That’s something else I’ll have to figure out. But that’s a problem for tomorrow, after I’ve gotten some sleep.
I shower on autopilot, which is a shame, because the water pressure is fabulous, and the temperature stays scalding hot the entire time. I get a smug bit of satisfaction about using up all the hot water before I remember who I’m living with and just how rich he must be to afford a fancy-ass bathroom like this.Attached to the guestroom. There are probably a half a dozen more like it here, too. I doubt this is the type of place that runs out of hot water.
Begrudgingly, I dry off and admit to myself that, under different circumstances, that might have been the best shower I’ve ever taken.
Just like the bed might be the comfiest I’ve ever had the privilege of lying on.
There’s a Lake Chapel U crewneck in the closet, along with several pairs of sweatpants and T-shirts.
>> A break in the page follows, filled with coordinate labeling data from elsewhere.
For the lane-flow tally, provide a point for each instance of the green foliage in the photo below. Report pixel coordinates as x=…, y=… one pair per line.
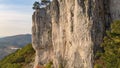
x=36, y=5
x=18, y=59
x=111, y=55
x=49, y=65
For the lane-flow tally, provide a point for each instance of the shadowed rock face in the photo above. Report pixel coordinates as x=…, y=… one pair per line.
x=68, y=32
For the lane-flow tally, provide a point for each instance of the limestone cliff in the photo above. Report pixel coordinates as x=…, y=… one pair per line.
x=68, y=32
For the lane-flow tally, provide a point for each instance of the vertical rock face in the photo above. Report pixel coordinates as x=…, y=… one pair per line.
x=68, y=32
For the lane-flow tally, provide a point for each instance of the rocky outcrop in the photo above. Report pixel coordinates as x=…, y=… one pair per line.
x=68, y=32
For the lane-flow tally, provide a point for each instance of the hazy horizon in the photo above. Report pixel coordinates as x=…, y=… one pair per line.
x=15, y=17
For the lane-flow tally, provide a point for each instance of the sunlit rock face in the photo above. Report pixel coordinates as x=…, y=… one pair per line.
x=68, y=32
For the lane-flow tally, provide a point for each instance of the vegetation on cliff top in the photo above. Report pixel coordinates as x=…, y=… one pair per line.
x=20, y=59
x=110, y=57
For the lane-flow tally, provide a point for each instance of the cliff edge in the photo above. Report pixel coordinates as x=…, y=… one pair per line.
x=68, y=32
Pulling on clean sweats feels wonderful but does nothing to ease the lethargy threatening to pull me under.
I lock the bedroom door—another small mercy; the lock actually works—then close the blinds, shrouding the room in darkness. Then I crawl into the annoyingly comfortable bed, resolved to let myself rest. A quick nap will help me get my head on straight so I can figure out my next move.
I wake with a start, groaning as I blindly pat the bed in search of my phone. Blinking the sleep out of my eyes, I practically leap off the mattress when the screen lights up with the time.
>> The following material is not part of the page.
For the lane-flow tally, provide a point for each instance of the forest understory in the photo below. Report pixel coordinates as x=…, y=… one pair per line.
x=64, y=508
It’s just after seven, meaning I’ve slept the entire day away.
I’ve got multiple missed calls from Hunter, which is almost enough to send me into a panic spiral. What the hell am I supposed to tell her?
After several minutes of contemplating my phone, I decide a text is the safest bet.
Joey: Hey girl. Sorry I’ve been MIA all day. I got caught up with something and totally lost track of time.
That’s all true. I have no idea where the day went—I never sleep that soundly, especially in a new place. Stupid comfy bed and fancy blackout curtains.
Hunter: Phew! I’m happy to hear from you. I was starting to worry! No big deal. We still on for the party at Crusade’s tomorrow?
If she only fucking knew…
Joey: Yes, for sure. Let’s meet at the party. I have a few things to take care of first.
Like figuring out how to explain my new living arrangements, for starters.
Hunter: Perf! My stepdad’s making me go watch my stepbrother play tomorrow so I won’t be at the LCU game. But I’ll see you after!
Fuck. I had almost forgotten about the football game. The game I’m required to attend, according to Decker, the bossy fucker.
If the guys have a game tomorrow, then, with any luck, maybe they’ll be at practice tonight.
I creep toward the door and unlock it silently, then open it just an inch. I hear nothing. Though I wish that meant that I’m alone, I don’t trust it. The trouble with mansions? They’re so damn big it’s impossible to get a sense of who may be where in the house.
I can’t ignore the rumbling in my stomach much longer. I spent a good chunk of my childhood in a constant state of hunger, especially on weekends or when my mom would lock me out. I haven’t gone without a meal since I was old enough to get a job and take care of myself, but that doesn’t stop the hunger pangs from hitting hard, especially when I’m feeling so emotionally strung out.
I decide it’s worth the risk of running into the guys to scrounge up food. My optimism grows as I tiptoe down the winding staircase and enter the huge kitchen. It’s empty, and the house is quiet.
Grinning to myself, I practically skip to the fridge but freeze when the clinking of silverware and soft murmurs waft in from the deck.
“Josephine.”
I grip the handle of the refrigerator tight as my teeth snap together. And to think I was obtuse enough to assume I was alone for one brief moment…
“Come out here and join us.”
I cautiously pad my way over to the sliding glass door and peer out. There is an absolutely massive spread of food covering the table, and the guys are all here.
Decker, Kylian, Locke, and Kendrick. Sitting around the table and enjoying a meal, as if they didn’t kidnap a woman and upend her whole life this morning.
“Sit,” Decker says. It’s a one-word command. The kind one would give a dog.
I scan each seat—there are four empty chairs at the table, each next to one of the four men.